For 39 years, based on a never before contested measurement performed in 1965 by topographer José Ambrósio de Miranda Pombo, using a theodolite, the elevation of Pico 31 de Março was thought to be 2992 m, but a much more accurate measurement performed in 2004 with state-of-the-art GPS equipment by cartographer Marco Aurélio de Almeida Lima, member of a Brazilian army expedition, put it at 2972.66 m. This was then officially recognised by the Brazilian Institute of Geography and Statistics (IBGE), the federal government's official geographic survey and census agency, which jointly organised the expedition.

In February 2016, IBGE slightly revised again the official altitude of Pico 31 de Março to 2974.18 m, a 1.52-metre difference. There was no new expedition or field measurement at the time; the new value is simply a mathematical recalculation of the altitude, based on the previously obtained GPS field data, taking into account a newly available, more precise mapping of the Brazilian territory regarding the geoid (the imaginary surface based on the Earth's gravitational field that is the reference for altitudes). This explains why Pico da Neblina and Pico 31 de Março, which are next to each other, had both exactly the same altitude correction.

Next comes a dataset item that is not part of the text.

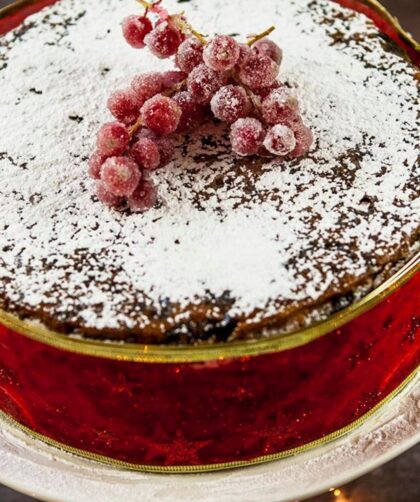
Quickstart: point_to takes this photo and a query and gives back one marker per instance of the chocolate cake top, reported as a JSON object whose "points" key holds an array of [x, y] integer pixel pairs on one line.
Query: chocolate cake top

==Geology and topography==
The Neblina massif is a glaciated tor composed of a tilted block of sandstone overlying Precambrian metamorphic rocks. In contrast to the sharp tooth shape of its higher neighbour, Pico 31 de Março has a smoother shape and is sometimes difficult to be clearly distinguished from Pico da Neblina on photographs, depending on the angle and distance from which the photograph was taken. Due to its equatorial latitude, while it can be cold on top, sub-freezing temperatures and frost appear to be rare (no permanent measurements are undertaken), and there is no snow. One non-authoritative source gives an average temperature of 20 C during the day and 6 C at night for nearby Pico da Neblina.

==Access==
Due to its location in a national park in a border area that is also part of Yanomami territory, access to the area is restricted and depends on a special permit by the Chico Mendes Institute for Biodiversity Conservation (ICMBio). The permit can be obtained at ICMBio's office in São Gabriel da Cachoeira, but all climbers must take an accredited local guide. A four-day trek each way should be expected, three of which consisting of a jungle trek in the rainforest that can be as hard and challenging as the climb itself. Rescue is close to impossible in the area.

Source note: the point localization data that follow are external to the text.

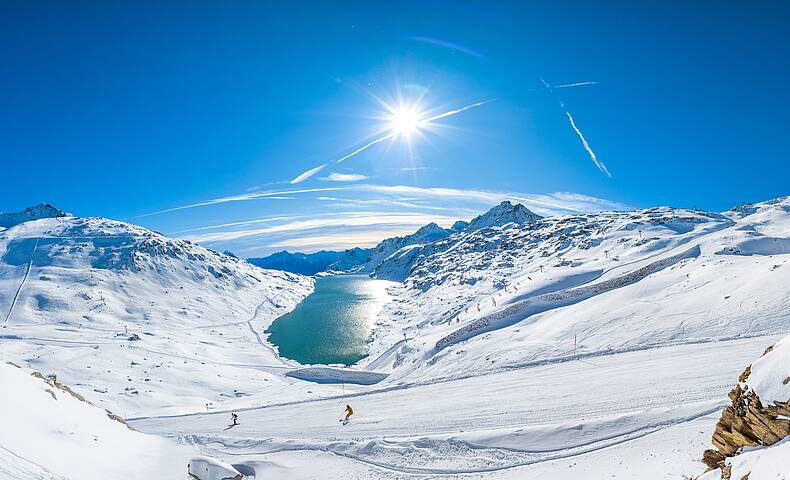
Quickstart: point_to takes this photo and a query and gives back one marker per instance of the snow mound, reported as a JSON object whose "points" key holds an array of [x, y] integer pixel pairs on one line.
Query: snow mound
{"points": [[51, 433], [42, 210], [207, 468], [769, 377], [136, 320], [503, 214]]}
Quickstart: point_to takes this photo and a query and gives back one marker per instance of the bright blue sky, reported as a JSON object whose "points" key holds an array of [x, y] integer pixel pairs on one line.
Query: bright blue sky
{"points": [[120, 110]]}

Onchocerciasis or "river blindness," a parasitic disease that can cause permanent blindness and is transmitted by a black fly, is endemic in the area, albeit with a low incidence; malaria and yellow fever transmission are also possible. Therefore, climbers are advised not only to take the utmost precaution in avoiding insect bites, but also to discuss preventive and/or therapeutic strategies with their physicians.